News Source: Jamaica Observer
Regional leaders, in a position finally arrived at about 2:00 am Saturday, said they would review their position at their regular summit in Grenada in July, but made clear that formal recognition of the administration in Port-au-Prince would be on the basis of a "return to constitutional and representative democracy".
But while not recognising Latortue's government and giving it Haiti's place in the councils of the regional economic and political bloc, Caribbean leaders said that they would, in collaboration with the international community, remain "engaged" with the authorities on behalf of the Haitian people.

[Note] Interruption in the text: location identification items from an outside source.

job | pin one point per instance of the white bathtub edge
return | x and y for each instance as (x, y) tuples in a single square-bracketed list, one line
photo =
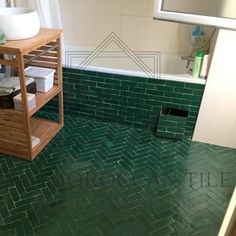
[(185, 78)]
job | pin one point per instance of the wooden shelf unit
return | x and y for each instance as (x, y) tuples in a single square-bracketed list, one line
[(16, 127)]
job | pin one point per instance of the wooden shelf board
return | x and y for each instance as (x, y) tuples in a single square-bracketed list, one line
[(45, 36), (43, 98), (45, 130)]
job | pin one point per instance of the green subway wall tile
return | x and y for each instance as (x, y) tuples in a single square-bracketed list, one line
[(126, 99)]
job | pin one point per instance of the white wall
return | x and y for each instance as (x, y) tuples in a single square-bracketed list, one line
[(87, 23), (216, 122)]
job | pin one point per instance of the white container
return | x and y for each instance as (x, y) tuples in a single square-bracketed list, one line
[(205, 66), (18, 101), (19, 23), (44, 77)]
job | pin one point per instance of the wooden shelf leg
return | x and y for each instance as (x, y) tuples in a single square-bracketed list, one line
[(59, 77), (20, 62)]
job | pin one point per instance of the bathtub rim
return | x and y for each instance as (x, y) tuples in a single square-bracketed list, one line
[(185, 78)]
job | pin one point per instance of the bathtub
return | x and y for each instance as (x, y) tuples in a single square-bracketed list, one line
[(157, 65)]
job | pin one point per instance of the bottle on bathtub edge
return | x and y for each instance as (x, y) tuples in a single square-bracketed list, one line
[(199, 55), (205, 66)]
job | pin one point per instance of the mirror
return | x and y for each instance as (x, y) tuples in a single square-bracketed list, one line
[(218, 13)]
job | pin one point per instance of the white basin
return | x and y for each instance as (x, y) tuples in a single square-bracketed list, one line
[(19, 23)]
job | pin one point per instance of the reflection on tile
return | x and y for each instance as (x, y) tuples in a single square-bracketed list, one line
[(98, 178)]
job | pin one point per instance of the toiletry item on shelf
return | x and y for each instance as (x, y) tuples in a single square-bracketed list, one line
[(2, 37), (35, 141), (10, 87), (197, 63), (197, 38), (44, 77), (205, 66), (30, 98)]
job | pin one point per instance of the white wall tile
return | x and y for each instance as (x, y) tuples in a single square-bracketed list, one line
[(85, 26), (109, 7), (107, 24), (134, 31), (136, 7)]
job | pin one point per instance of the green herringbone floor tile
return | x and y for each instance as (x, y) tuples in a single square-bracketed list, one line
[(98, 178)]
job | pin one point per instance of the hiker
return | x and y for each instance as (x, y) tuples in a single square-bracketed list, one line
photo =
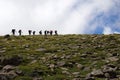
[(48, 32), (29, 31), (13, 31), (56, 32), (20, 32), (40, 32), (51, 32), (33, 32)]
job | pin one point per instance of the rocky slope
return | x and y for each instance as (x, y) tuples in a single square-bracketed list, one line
[(63, 57)]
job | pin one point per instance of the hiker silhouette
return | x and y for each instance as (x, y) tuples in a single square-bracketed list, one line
[(20, 32), (29, 31)]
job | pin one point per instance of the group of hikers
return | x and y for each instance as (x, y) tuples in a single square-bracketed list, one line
[(30, 32)]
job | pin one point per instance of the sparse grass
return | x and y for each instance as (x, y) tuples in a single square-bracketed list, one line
[(55, 49)]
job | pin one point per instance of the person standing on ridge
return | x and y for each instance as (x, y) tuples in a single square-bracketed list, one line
[(51, 32), (29, 31), (40, 32), (13, 31), (33, 32), (20, 32), (56, 32)]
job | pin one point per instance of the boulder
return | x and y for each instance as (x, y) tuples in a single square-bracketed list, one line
[(14, 60)]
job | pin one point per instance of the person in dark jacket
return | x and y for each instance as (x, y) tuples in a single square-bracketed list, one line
[(13, 31)]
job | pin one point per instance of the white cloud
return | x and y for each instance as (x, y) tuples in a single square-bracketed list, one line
[(66, 16)]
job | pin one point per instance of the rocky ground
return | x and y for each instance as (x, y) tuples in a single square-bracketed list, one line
[(63, 57)]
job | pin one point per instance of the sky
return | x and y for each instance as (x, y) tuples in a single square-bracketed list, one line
[(65, 16)]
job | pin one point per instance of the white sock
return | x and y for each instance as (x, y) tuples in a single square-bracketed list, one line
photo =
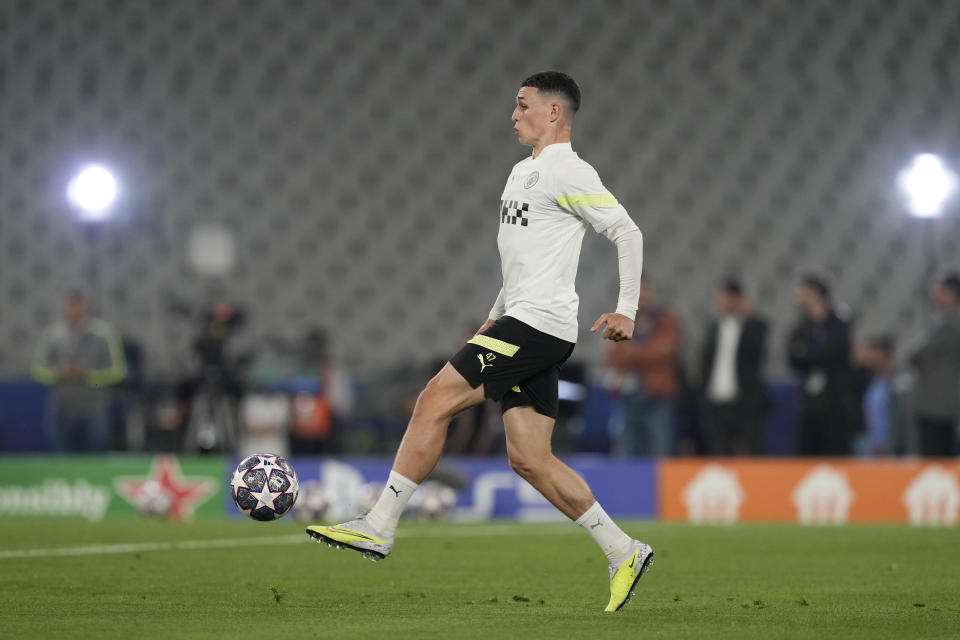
[(611, 538), (386, 513)]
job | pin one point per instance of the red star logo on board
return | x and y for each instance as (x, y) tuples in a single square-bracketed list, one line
[(165, 485)]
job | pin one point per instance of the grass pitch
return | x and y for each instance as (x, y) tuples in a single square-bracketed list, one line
[(231, 579)]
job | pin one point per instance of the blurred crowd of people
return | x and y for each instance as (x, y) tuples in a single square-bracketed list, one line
[(855, 397)]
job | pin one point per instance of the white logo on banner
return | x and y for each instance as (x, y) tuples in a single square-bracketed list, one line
[(933, 497), (823, 497), (713, 495)]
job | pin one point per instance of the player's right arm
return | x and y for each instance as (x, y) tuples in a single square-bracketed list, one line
[(580, 191), (496, 312)]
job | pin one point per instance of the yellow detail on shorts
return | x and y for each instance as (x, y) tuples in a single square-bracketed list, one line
[(499, 346), (588, 200)]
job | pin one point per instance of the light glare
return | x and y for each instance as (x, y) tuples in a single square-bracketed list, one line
[(92, 191), (927, 184)]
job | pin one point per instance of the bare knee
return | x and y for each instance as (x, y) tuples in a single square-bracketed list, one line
[(528, 466), (444, 396)]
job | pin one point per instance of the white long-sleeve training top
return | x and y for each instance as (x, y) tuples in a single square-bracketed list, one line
[(545, 208)]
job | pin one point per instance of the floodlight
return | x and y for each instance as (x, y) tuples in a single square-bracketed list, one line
[(927, 184), (92, 192)]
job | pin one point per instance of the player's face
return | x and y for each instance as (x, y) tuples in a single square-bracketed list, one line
[(531, 116)]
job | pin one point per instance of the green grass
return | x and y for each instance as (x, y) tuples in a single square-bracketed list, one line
[(467, 581)]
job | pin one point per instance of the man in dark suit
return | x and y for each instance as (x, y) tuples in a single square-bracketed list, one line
[(732, 361), (820, 353), (936, 360)]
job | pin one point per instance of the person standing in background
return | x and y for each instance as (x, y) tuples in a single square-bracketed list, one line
[(936, 360), (80, 358), (819, 352), (643, 373), (880, 403), (735, 396)]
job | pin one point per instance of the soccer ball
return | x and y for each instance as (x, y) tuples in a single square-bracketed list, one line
[(264, 486)]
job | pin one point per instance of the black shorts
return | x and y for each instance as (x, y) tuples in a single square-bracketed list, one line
[(517, 365)]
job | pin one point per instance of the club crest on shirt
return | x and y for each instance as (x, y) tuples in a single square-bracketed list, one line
[(512, 212)]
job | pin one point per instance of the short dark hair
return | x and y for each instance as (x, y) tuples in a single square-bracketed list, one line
[(951, 280), (816, 281), (732, 285), (555, 82)]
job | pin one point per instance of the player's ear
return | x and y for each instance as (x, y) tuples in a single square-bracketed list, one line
[(556, 111)]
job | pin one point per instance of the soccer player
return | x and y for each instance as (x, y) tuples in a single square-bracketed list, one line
[(549, 200)]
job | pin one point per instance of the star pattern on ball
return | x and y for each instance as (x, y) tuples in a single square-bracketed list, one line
[(265, 497)]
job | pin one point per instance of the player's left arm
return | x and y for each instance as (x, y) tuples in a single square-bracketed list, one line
[(582, 193)]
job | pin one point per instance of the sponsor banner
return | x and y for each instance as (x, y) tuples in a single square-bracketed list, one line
[(468, 489), (96, 487), (810, 491)]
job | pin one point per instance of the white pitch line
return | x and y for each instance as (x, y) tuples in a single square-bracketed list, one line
[(226, 543)]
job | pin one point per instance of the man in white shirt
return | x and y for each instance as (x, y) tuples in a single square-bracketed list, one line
[(547, 204)]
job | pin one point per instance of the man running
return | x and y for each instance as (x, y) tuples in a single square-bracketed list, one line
[(549, 201)]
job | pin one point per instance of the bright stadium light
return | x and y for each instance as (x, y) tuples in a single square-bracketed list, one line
[(92, 192), (927, 184)]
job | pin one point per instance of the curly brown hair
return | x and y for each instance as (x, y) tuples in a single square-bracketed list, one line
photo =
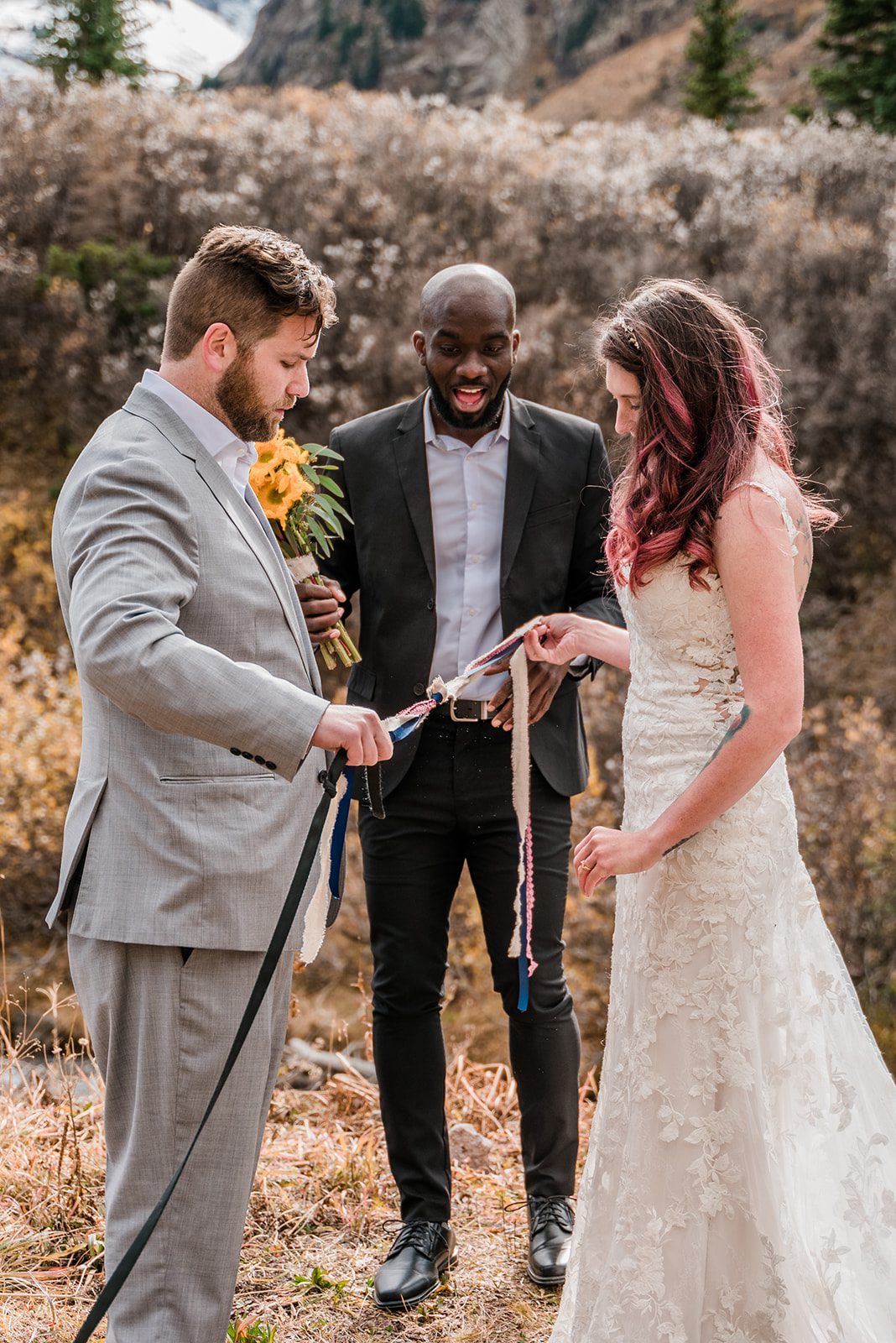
[(250, 280)]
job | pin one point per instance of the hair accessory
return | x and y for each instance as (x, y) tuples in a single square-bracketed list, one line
[(631, 337)]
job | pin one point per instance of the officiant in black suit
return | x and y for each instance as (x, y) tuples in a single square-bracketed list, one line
[(472, 512)]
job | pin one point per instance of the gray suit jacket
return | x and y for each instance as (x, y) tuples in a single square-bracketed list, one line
[(201, 695)]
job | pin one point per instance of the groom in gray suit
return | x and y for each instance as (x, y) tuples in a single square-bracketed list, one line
[(204, 734)]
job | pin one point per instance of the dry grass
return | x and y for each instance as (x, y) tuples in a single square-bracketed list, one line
[(318, 1220)]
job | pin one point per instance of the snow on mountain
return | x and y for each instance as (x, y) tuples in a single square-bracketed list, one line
[(181, 39)]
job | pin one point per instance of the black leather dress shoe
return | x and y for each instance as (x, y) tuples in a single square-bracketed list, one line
[(550, 1232), (420, 1253)]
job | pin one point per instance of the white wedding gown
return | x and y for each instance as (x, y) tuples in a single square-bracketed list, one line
[(741, 1178)]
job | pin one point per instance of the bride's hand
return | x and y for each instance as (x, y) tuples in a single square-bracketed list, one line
[(607, 853), (555, 638)]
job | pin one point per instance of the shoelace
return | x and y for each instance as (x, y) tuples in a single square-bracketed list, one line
[(421, 1236), (544, 1210)]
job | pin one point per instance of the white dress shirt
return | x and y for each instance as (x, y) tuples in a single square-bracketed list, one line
[(467, 497), (231, 453)]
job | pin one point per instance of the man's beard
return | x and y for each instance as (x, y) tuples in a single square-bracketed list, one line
[(237, 395), (484, 420)]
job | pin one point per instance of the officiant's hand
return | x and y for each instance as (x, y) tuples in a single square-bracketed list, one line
[(607, 853), (544, 684), (322, 609), (360, 731)]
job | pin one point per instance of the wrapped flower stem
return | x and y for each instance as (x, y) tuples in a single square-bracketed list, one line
[(295, 488)]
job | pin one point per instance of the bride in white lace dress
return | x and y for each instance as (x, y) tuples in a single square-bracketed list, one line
[(741, 1179)]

At the same time, the leaders made clear that they would press ahead with their call early this month for a United Nations investigation into the circumstances under which ousted Haitian president, Jean-Bertrand Aristide, left the country on February 29.
Aristide insists that he was subject of a "political kidnapping" as part of a coup d'etat instigated by the United States and supported by France and Canada.
But the Americans say that they, at his request, provided Aristide with security and passage out of Haiti after he had resigned on his own volition.
The decision by the Caribbean Community leaders came despite intense behind-the-scenes pressure from the Bush administration to embrace the interim regime and an 11th hour effort by Latortue to, according to one senior regional official, "deny and wiggle out of his clear statements of denunciation of Caricom in general and at least one member state in particular".
Angered by Caricom's posture on the Haitian issue and Jamaica's decision to give temporary asylum to Aristide, Latortue had accused the Community of having, over time, hurt Haiti, and told reporters in English, French and Creole interviews that he would freeze relations with the regional bloc, which Haiti joined in 1998.